Un nouveau souffle libérateur. Un lâcher-prise salvateur. Il y a quelque chose de l'ordre de la détermination chez Eugénie.
Qui remet plaisir et spontanéité au cahier des charges de sa musique. Qui met en miettes les règles établies pour ne se soumettre qu'aux siennes. De la pop en liberté, multiple, sensible, fiévreuse, séductrice, cathartique. Moment in Time, comme une célébration du carpe diem. Comme un retour à l'insouciance aussi. Comme une acceptation du passé pour embrasser de beaux lendemains.
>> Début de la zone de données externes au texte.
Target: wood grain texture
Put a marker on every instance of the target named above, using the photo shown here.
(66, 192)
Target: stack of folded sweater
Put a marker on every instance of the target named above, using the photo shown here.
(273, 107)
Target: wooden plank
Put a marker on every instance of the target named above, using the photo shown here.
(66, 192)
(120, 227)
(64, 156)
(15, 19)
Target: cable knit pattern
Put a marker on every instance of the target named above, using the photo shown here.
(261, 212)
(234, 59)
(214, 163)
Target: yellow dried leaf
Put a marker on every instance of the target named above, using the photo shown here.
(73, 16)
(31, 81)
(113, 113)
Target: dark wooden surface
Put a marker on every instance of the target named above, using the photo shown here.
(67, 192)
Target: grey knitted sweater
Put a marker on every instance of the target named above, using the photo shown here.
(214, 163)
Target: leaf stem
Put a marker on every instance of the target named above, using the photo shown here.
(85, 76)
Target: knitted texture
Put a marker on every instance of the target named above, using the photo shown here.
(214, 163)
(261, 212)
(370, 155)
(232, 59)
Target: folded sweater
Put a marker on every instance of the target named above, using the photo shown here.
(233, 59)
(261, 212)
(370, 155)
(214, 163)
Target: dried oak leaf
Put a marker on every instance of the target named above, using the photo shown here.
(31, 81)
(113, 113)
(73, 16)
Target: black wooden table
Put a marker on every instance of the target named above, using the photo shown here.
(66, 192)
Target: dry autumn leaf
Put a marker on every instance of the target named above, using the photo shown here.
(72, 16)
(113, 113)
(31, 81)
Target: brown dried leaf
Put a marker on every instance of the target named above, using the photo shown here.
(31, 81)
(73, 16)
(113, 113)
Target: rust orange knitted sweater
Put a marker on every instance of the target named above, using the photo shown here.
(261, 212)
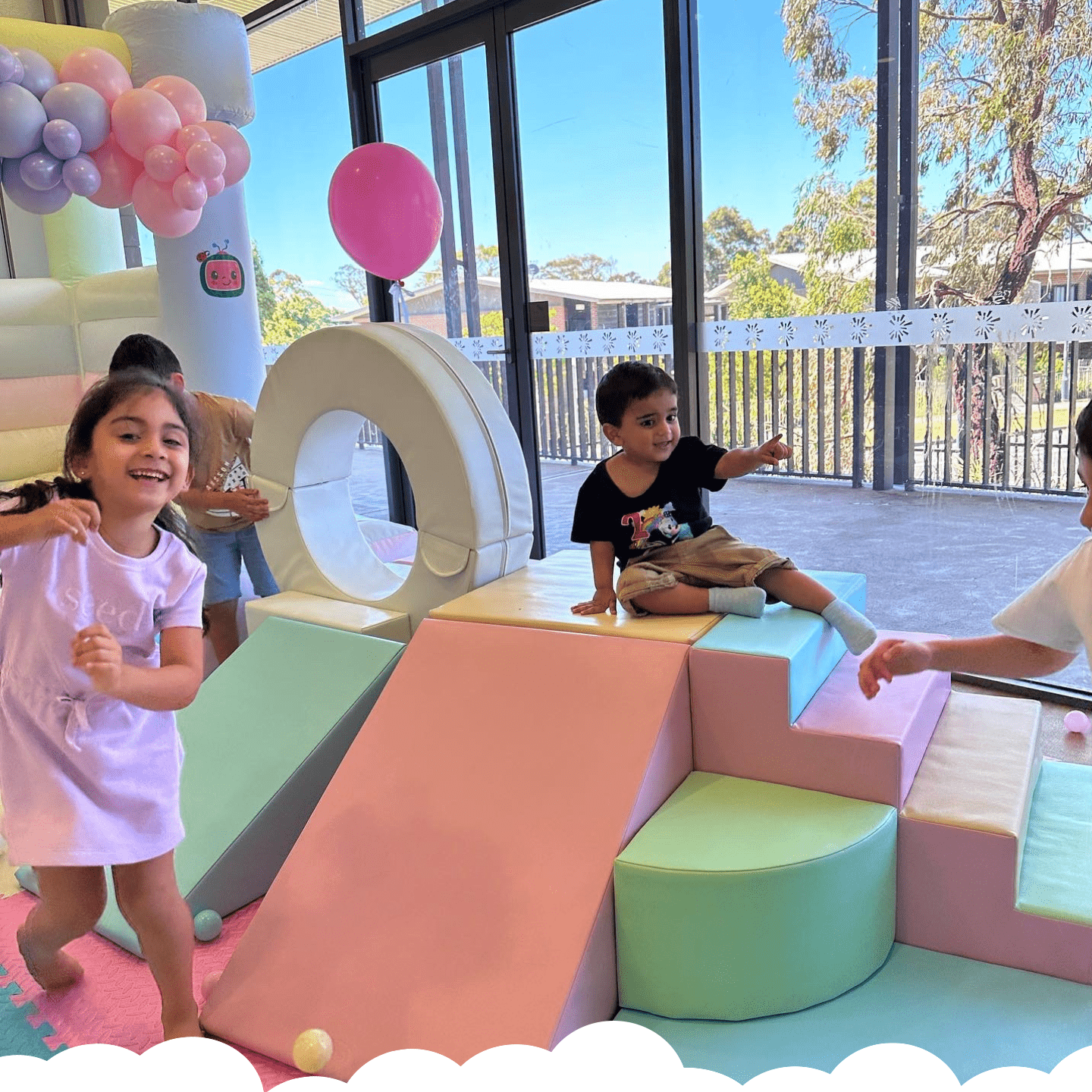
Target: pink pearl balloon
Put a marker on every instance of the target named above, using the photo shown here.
(142, 118)
(189, 191)
(99, 70)
(158, 212)
(183, 96)
(118, 171)
(189, 136)
(386, 211)
(206, 159)
(163, 163)
(235, 148)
Et ce qui s'apparente dans le titre à un abandon, voire une planche de salut, se consume dans les chansons de ce deuxième EP. Mouvantes, introspectives, batailleuses, sophistiquées. Elles ont pour unique lien le hasard des circonstances et doivent leur existence à un seul frère de fortune : l'instinct.
Comprendre par là que la jeune parisienne de vingt-sept ans n'a plus envie de jouer à l'élève modèle ni d'être à la merci du regard d'autrui. Rappeler, dans le même élan, sa fonte dans les rouages d'une major en 2017. Puis son départ deux ans plus tard.
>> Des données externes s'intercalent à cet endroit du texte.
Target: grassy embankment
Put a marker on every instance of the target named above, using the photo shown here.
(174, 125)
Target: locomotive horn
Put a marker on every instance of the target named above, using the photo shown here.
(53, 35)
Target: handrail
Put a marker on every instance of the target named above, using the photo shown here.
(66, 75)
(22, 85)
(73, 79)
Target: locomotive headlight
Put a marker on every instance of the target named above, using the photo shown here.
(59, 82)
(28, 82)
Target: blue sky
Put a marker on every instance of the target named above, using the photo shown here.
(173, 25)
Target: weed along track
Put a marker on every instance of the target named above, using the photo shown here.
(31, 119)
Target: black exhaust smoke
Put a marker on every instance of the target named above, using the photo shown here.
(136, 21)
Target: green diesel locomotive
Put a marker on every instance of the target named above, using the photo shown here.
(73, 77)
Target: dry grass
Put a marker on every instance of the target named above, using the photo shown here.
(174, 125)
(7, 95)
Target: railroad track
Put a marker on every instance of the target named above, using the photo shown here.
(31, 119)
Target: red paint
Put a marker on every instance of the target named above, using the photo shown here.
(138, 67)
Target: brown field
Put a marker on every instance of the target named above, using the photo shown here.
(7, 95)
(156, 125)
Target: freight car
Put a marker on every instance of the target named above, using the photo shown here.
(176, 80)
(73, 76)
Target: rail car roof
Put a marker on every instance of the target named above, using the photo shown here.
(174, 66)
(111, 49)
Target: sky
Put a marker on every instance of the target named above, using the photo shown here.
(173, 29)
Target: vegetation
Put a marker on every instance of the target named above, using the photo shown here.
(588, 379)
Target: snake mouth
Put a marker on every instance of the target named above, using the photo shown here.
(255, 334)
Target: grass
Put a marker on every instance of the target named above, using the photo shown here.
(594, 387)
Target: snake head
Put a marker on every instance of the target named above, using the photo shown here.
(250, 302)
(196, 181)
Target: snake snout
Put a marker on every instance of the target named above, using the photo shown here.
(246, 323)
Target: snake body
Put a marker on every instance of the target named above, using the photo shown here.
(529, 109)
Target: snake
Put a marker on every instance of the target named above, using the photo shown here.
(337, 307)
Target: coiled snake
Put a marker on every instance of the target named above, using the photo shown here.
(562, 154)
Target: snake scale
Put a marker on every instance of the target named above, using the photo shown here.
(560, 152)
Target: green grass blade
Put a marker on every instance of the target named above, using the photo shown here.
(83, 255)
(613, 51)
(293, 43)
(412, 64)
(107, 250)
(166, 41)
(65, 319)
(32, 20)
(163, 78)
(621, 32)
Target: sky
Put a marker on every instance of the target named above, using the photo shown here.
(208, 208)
Trop indépendante d'esprit pour être cadenassée ou user de la compromission. D'autres repères ? Puis danse, mini-tube figurant sur son premier EP (cinq millions de streams et 1,2 millions de vues sur YouTube), une collaboration probante avec Elephanz sur le titre Maryland (certifié single d'or), l'engouement de marques telles que Chanel à son égard. Ou une visibilité d'estime sur quelques scènes allemandes.
Eugénie a donc préféré prendre la clé des champs mais n'a jamais rompu le lien ces dernières années avec sa communauté à cinq chiffres sur ses réseaux sociaux. Une boulimique créative, toujours en mouvement. Capable de s'emparer de succès français pour les emmener sur des rivages anglophones. Ou d'instaurer un concept intitulé «1minute2génie » où elle écrit la mélodie vocale et les paroles par-dessus le beat ou l'instrumentation qu'on lui envoie (le morceau Blue a notamment pris son impulsion à la suite de la réception d'une prod de David Spinelli).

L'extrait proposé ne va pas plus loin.